Dr Sandhya I Fuchs

BA, MPhil, PhD

  • BS8 1TZ

Personal profile

Research interests

My research examines issues of law, hate and historical inequality. I explore the relationship between legal institutions, experiences of violence, and social imaginaries of hope, justice and restitution in the context of polarized political landscapes in South Asia and the South Asian diaspora in Europe and South Africa. Located at the intersection of anthropology and critical legal studies, my work analyses the potential of state law and human rights regimes to address structural inequalities and counteract culturally specific forms of oppression.

My first book entitled Fragile Hope: Seeking Justice for Hate Crimes in India, published by Stanford University Press in 2024, won the James Busuttil Prize for Human Rights scholarship awarded by the Royal Asiatic Society and the 2025 APLA Book Prize in Critical Anthropology, awarded by the Assocation for Political and Legal Anthropology. Drawing on long-term fieldwork with Dalit (communities formerly considered 'untouchable' within the Indian caste system) survivors of caste atrocities, human rights NGOs, police, and judiciary, Fragile Hope unveils how Dalit communities in the state of Rajasthan interpret and mobilize India’s only hate crime law: the 1989 Scheduled Castes/Scheduled Tribes Prevention of Atrocities Act (PoA). The book shows that the PoA has emerged as a project of legal meliorism: the idea that persistent and creative legal labour can gradually improve the oppressive conditions that characterize Dalit lives. Using the intimate lens of personal narratives, Fragile Hope lays bare how legal processes converge and conflict with political and gendered concerns about justice for caste atrocities, creating new controversies, inequalities, and hopes.
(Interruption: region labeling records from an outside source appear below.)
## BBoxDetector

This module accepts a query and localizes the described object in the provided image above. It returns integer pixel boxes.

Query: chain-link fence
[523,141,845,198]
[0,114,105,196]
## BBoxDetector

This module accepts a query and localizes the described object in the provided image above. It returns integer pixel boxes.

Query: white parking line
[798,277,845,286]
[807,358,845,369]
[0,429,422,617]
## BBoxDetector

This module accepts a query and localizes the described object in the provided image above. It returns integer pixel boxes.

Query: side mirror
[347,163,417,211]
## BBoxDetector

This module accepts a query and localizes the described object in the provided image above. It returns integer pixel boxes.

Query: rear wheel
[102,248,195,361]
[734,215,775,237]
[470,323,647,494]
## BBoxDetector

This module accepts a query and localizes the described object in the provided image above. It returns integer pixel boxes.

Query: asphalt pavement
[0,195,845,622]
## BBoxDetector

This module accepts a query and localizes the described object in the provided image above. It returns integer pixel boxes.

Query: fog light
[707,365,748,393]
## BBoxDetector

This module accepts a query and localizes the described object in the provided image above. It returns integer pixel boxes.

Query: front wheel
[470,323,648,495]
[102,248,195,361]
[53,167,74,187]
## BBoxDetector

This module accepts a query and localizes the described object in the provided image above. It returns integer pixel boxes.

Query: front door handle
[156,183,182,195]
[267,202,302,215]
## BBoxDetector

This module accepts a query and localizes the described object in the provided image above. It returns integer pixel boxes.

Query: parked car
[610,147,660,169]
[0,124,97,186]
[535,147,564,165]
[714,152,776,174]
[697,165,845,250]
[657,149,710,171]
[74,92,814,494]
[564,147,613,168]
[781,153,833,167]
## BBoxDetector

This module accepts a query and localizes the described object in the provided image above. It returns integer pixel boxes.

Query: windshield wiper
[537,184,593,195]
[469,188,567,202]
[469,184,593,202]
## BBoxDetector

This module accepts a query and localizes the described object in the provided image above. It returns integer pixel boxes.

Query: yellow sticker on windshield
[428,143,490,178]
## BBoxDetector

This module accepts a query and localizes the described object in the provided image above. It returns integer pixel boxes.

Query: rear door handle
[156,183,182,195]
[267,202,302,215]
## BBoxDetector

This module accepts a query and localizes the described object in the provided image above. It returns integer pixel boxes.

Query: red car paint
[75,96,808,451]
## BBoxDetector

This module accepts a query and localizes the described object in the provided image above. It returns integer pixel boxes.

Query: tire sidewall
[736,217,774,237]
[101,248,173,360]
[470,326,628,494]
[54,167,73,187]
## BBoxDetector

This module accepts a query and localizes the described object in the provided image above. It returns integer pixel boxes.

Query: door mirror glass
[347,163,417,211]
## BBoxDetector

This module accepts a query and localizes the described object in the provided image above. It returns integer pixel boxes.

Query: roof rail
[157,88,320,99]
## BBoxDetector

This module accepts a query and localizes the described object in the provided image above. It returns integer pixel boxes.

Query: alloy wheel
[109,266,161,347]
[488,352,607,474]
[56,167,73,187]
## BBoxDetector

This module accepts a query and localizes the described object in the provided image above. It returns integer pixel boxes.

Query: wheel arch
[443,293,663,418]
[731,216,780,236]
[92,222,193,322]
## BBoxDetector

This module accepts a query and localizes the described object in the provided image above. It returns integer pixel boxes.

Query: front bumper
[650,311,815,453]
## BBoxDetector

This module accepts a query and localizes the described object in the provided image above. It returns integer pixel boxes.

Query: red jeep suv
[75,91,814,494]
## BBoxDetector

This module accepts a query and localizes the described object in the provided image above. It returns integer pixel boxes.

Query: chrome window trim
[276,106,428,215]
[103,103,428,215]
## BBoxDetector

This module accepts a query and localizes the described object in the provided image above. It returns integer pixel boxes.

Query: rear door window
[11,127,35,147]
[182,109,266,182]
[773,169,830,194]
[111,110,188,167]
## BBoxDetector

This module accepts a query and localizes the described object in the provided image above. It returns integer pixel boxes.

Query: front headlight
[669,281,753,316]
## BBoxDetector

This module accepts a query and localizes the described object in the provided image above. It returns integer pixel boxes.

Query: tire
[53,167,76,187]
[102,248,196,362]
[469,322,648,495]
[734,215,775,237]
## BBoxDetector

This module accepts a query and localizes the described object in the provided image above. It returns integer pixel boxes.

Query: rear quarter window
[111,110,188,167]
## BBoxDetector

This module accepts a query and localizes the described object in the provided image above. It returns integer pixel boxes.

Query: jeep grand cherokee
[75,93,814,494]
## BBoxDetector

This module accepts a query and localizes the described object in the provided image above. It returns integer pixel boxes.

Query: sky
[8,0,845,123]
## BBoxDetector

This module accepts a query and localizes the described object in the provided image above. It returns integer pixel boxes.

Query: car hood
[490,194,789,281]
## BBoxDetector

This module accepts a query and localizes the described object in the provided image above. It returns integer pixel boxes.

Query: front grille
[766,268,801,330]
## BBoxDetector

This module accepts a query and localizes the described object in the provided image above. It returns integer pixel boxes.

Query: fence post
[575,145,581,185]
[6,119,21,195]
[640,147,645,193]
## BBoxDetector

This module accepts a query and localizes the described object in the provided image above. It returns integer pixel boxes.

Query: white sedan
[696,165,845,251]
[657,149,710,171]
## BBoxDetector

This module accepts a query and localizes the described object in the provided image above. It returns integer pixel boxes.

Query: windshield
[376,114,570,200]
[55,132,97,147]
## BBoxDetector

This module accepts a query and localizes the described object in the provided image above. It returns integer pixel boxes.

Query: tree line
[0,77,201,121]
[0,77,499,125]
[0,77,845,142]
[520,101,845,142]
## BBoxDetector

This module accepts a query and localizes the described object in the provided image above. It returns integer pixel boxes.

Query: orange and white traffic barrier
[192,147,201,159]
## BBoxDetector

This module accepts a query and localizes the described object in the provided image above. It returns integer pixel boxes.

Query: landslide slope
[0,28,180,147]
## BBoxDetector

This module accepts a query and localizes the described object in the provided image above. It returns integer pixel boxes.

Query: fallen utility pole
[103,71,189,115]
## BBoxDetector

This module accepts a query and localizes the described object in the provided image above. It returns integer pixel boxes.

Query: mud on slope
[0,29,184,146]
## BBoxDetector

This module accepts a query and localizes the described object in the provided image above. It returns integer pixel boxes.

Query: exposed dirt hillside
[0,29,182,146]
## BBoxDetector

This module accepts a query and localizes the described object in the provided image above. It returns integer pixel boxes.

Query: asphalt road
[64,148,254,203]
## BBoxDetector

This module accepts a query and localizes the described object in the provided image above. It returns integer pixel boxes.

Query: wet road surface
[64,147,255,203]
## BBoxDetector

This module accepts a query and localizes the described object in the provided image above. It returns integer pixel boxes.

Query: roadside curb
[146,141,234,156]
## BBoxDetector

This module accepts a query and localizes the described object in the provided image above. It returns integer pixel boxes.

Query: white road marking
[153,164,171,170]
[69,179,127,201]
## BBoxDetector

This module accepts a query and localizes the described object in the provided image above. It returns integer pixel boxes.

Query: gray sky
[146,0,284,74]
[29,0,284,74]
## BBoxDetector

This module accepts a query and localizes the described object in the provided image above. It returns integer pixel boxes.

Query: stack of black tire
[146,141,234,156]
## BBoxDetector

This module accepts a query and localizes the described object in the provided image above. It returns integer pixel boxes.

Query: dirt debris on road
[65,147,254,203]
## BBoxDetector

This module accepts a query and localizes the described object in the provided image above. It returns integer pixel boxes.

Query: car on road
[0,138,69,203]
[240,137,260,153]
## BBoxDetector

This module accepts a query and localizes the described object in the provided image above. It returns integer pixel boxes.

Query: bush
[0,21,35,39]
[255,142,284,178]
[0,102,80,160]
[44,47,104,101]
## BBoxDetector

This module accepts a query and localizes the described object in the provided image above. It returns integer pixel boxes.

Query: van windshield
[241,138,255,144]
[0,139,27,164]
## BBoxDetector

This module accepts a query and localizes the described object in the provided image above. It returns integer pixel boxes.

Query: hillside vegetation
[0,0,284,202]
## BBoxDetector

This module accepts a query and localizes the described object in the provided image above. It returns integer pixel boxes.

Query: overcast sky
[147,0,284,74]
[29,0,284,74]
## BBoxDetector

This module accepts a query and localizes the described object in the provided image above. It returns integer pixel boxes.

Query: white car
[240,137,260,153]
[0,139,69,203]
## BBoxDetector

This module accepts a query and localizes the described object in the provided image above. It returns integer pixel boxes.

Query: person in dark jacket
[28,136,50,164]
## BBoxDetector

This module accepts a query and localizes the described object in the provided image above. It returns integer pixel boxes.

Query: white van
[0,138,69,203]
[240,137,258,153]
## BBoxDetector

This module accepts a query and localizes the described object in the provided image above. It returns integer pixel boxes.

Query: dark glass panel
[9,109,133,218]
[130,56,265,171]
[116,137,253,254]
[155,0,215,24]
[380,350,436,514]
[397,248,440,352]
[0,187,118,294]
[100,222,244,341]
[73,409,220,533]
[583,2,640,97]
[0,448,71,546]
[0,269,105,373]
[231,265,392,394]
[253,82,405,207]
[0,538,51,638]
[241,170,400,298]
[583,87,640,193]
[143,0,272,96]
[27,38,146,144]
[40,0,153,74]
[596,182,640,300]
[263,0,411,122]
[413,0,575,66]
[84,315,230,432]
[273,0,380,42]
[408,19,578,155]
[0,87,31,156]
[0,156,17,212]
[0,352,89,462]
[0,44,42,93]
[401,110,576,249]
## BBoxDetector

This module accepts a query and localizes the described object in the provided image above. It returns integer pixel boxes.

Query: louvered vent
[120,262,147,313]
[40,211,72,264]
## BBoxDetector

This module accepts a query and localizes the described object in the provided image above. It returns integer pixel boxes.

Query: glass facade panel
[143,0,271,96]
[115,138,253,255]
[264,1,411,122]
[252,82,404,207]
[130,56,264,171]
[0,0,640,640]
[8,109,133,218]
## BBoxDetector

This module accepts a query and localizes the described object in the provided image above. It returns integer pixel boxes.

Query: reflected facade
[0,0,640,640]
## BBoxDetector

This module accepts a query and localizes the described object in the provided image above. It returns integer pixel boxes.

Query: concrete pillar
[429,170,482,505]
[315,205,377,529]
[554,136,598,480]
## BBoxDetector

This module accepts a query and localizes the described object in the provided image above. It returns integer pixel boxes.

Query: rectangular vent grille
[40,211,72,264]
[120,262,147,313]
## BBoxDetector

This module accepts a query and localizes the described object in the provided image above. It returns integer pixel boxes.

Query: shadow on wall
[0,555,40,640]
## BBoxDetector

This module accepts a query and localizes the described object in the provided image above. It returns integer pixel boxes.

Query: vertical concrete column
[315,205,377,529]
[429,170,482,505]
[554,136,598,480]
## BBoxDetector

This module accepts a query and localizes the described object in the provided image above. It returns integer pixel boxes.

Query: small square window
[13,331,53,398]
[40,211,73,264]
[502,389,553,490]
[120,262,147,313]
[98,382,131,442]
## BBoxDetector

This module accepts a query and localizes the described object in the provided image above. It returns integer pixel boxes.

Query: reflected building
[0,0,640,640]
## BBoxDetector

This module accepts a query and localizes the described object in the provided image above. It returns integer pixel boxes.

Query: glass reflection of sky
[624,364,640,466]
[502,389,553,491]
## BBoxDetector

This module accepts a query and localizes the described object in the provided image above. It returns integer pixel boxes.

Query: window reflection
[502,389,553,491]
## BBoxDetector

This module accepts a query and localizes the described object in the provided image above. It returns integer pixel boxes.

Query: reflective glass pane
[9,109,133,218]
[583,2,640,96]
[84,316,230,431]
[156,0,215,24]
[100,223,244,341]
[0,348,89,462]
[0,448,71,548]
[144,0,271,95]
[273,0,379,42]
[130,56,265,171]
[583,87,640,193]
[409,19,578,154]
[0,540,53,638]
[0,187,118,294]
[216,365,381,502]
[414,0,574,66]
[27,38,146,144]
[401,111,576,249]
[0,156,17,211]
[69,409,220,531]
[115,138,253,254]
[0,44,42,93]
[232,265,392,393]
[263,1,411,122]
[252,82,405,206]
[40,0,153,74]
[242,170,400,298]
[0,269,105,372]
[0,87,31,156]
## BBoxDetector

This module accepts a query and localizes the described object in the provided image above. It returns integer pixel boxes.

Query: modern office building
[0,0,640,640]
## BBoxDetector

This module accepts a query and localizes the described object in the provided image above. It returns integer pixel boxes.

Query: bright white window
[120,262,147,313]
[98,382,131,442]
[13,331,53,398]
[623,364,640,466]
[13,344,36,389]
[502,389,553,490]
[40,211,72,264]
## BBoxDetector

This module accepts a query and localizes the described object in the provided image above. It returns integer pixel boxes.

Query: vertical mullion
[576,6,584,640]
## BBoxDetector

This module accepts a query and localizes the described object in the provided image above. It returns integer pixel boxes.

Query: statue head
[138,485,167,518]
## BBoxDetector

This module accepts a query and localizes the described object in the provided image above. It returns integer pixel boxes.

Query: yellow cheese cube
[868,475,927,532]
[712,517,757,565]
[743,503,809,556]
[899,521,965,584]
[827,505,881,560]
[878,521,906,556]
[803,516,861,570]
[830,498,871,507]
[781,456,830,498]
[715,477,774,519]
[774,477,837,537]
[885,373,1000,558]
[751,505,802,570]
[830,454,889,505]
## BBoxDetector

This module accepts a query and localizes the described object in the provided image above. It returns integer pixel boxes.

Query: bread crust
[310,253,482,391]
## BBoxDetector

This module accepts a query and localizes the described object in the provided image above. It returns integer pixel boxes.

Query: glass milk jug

My current research focuses on the Indian Supreme Court and analyses how Hindu nationalist ideologies shape judicial arguments around injury and harm in hate speech accusations levelled against religious minorities, and how these arguments, in turn, generate new historical discourses. The project analyses how court rooms can become a stage for the performance and disruption of political projects and interrogates how the politicization of court rooms shapes experiences of exclusion and belonging among different communities.

I am currently developing research that focuses on the digital migration of locally-rooted modes of hate speech and culturally specific concepts of "othering". I ask how hateful ideas change meaning as they traverse cultural boundaries and investigate how politially malleable vocabularies of exclusion can me moblized by authoritarian governments.